# Is 2 x 80w HO T5 enough for 5x2x2' ?



## gf225 (Mar 26, 2005)

I'm (still) planning a 5x2x2' discus planted.

I'll be using HO T5 and am wondering whether I should go for 4 x 54w or 2 x 80w. They'll be mounted in a hood.

I like the idea of the 80w as they'll span the length of the tank better.

2 x 80w gives me just over 1wpg which isn't high-light. But I'll be growing easy plants - mainly swords. No carpets or demanding stems (too much maintenance and not suited for discus IMO).

I'll be using CO2, a good substrate etc.

So basically I'm after reassurance that 2 x 80w will be enough.

Here's the unit - http://www.theaquariumsolution.com/?q=node/95 with Giesemann Midday 6000K tubes

Your thoughts welcome.


----------



## Newt (Apr 1, 2004)

Giesemann recommends mixing their Midday bulb with their plant bulb, the Aquaflora.

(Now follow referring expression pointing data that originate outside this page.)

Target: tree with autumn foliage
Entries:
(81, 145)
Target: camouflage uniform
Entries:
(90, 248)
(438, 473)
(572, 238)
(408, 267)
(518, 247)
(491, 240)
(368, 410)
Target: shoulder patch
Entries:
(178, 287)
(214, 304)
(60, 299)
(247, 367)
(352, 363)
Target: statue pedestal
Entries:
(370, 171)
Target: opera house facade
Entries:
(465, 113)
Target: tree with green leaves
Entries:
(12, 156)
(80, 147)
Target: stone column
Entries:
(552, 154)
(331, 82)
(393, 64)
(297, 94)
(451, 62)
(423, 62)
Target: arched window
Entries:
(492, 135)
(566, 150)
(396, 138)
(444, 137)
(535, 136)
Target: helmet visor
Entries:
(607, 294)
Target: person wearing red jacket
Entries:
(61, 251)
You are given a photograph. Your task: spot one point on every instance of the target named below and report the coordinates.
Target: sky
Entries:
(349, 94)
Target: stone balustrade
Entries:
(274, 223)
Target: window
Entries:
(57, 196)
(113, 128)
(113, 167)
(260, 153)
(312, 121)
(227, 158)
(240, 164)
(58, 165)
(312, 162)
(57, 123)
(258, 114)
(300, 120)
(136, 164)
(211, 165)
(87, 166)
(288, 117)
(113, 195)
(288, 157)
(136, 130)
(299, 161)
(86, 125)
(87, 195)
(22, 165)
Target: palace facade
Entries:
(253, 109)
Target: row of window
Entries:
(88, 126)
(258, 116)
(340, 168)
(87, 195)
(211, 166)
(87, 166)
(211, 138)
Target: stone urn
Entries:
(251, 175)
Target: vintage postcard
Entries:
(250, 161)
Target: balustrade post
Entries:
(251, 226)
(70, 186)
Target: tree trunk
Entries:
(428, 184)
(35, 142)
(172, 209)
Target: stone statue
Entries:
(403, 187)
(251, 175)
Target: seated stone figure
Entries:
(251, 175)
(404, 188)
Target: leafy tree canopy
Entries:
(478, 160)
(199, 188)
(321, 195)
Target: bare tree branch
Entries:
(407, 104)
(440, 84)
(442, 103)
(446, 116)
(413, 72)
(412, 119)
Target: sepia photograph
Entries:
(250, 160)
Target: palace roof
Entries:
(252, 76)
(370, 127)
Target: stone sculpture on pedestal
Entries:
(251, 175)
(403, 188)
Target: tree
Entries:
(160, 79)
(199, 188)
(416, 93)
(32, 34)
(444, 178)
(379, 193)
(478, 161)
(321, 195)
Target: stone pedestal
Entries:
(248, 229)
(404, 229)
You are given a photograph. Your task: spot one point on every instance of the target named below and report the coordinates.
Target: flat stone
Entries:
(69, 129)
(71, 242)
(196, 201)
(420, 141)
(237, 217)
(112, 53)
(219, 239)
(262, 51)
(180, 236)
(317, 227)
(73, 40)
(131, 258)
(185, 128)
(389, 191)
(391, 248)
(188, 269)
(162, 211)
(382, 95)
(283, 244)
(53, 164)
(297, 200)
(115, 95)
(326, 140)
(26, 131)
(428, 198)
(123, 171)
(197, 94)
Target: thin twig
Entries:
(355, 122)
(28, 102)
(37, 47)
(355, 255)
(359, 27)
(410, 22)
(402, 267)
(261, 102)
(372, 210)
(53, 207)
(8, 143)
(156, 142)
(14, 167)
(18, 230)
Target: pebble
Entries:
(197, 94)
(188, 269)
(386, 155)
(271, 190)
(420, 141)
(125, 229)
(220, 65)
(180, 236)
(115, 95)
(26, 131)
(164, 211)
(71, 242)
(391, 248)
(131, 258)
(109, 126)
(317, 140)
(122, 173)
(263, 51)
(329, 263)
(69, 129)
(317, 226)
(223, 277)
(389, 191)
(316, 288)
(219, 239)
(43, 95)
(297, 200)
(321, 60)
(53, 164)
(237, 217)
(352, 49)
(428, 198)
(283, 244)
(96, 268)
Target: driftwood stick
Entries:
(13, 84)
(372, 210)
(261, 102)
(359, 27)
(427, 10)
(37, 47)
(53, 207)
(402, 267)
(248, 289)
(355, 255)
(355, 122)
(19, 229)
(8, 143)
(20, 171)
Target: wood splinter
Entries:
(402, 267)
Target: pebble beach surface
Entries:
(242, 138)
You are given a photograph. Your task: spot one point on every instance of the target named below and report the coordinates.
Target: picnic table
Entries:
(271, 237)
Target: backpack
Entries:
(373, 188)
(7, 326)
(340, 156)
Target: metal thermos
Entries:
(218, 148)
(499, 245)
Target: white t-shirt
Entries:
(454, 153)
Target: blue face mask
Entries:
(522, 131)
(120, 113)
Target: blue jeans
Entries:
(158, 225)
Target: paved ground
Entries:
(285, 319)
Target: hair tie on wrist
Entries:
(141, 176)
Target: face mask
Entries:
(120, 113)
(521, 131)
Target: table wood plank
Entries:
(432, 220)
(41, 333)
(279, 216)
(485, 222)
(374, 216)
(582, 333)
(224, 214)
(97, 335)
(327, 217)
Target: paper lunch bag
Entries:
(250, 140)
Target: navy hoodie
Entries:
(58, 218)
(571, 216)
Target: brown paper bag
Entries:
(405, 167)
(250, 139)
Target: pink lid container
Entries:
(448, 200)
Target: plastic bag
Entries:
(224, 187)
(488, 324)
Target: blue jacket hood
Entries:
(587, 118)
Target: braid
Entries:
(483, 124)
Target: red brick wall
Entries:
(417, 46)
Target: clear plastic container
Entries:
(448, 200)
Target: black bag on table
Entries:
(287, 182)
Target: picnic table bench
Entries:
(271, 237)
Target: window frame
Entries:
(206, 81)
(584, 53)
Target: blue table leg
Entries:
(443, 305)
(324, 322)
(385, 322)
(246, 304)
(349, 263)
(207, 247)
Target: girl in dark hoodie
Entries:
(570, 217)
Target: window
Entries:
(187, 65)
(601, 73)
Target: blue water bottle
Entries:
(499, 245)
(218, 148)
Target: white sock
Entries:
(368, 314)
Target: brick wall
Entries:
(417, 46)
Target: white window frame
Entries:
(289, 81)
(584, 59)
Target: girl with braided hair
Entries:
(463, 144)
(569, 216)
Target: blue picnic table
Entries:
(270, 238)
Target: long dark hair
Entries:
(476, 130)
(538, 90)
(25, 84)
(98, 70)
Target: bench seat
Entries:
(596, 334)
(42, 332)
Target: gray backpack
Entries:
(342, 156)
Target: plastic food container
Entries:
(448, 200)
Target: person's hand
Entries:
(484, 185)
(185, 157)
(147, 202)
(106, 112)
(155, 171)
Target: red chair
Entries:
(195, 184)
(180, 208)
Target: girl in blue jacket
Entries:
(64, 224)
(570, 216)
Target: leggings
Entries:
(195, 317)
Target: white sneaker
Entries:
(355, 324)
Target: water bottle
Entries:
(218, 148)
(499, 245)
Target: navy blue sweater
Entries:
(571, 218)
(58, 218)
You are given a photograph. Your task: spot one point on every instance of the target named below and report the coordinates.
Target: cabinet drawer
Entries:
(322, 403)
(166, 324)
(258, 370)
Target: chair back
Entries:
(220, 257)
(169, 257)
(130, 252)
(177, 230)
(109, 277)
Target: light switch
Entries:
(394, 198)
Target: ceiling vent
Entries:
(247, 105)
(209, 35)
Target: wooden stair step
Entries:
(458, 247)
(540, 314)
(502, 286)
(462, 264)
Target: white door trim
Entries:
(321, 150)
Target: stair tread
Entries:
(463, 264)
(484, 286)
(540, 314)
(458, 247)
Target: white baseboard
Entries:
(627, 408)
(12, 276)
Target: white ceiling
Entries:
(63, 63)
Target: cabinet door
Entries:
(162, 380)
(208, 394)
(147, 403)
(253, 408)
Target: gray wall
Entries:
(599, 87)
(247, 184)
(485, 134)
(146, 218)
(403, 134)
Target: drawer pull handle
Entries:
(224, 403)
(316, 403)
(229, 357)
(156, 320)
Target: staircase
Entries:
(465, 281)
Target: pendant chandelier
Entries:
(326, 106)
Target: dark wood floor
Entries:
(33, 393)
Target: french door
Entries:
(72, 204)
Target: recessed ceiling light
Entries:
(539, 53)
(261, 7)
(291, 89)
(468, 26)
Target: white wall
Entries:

If the 80 watters fit the tank better go with those. What is the length of the 80 watt bulbs???

You may not need CO2 with that light level but it won't hurt anything either.


----------



## Brilliant (Jun 25, 2006)

Hi,
I have 48x18x24 and have been getting away with 2x54w T5HO. I have cabomba, swords, rotala, and some crypt in foreground.


----------



## gf225 (Mar 26, 2005)

Thanks.

Newt - 80w HO T5 are 1449mm. 5' = 1524mm.

I don't like the purple/pink rendition of the Aqua Flora. I understand they're supposed to be better for photosynthesis but IME plants grow fine in full-spectrum daylight-type lighting. 

Brilliant - that's reassuring, thanks. What tubes and reflectors are you using?


----------



## Brilliant (Jun 25, 2006)

Current USA 6500k in the Nova fixture, single reflector for all bulbs. I noticed yours has individual reflectors so this should be just fine.


----------



## gf225 (Mar 26, 2005)

Brilliant said:


> Current USA 6500k in the Nova fixture, single reflector for all bulbs. I noticed yours has individual reflectors so this should be just fine.


Yes, the reflectors look impressive too.

http://www.theaquariumsolution.com/files/Razor Reflector.pdf


----------



## Brilliant (Jun 25, 2006)

That is impressive! Takes away any doubt I had that they might be too close together. I kinda figured they were engineered properly.


----------



## ingg (Apr 8, 2007)

Brilliant,

I just bought one of those Novas as well, how do you like it so far? I got a 2x39 for a 30 gallon tanks, 36X12 footprint. 

I had originally thought I'd be able to retro individual relfectors into it if I wanted them, but it isn't wide enough... do you feel you should have bought a retro kit for the reflectors, or is the dual bulb wrap adequate?


----------



## Brilliant (Jun 25, 2006)

Hi,
I have two of the freshwater dual bulb Novas so far. Both on 30g 36x12 tanks. On this tank I feel the fixture is perfect. The price is right and you cant beat it. Now for my 36 inch 65g I am using something like the Nova retrofit kits but can probably get away with the same two bulbs. So to answer your question yes and no  This new project will really show me the value of good reflectors.


----------



## Dave Spencer (Mar 4, 2007)

gf225 said:


> Thanks.
> I don't like the purple/pink rendition of the Aqua Flora. I understand they're supposed to be better for photosynthesis but IME plants grow fine in full-spectrum daylight-type lighting.


I use a 24W linear T5 Geisemann Aquaflora alongside a Midday in a 60cm tank and I am very happy with the CRI. I suspect having two Middays would look that bit nicer, and they have a reasonable spike in both the blue side and orange red side of the spectrum.

Dave.


----------



## gf225 (Mar 26, 2005)

Cheers Dave.

I'll probably try a combination to see what I like best.


----------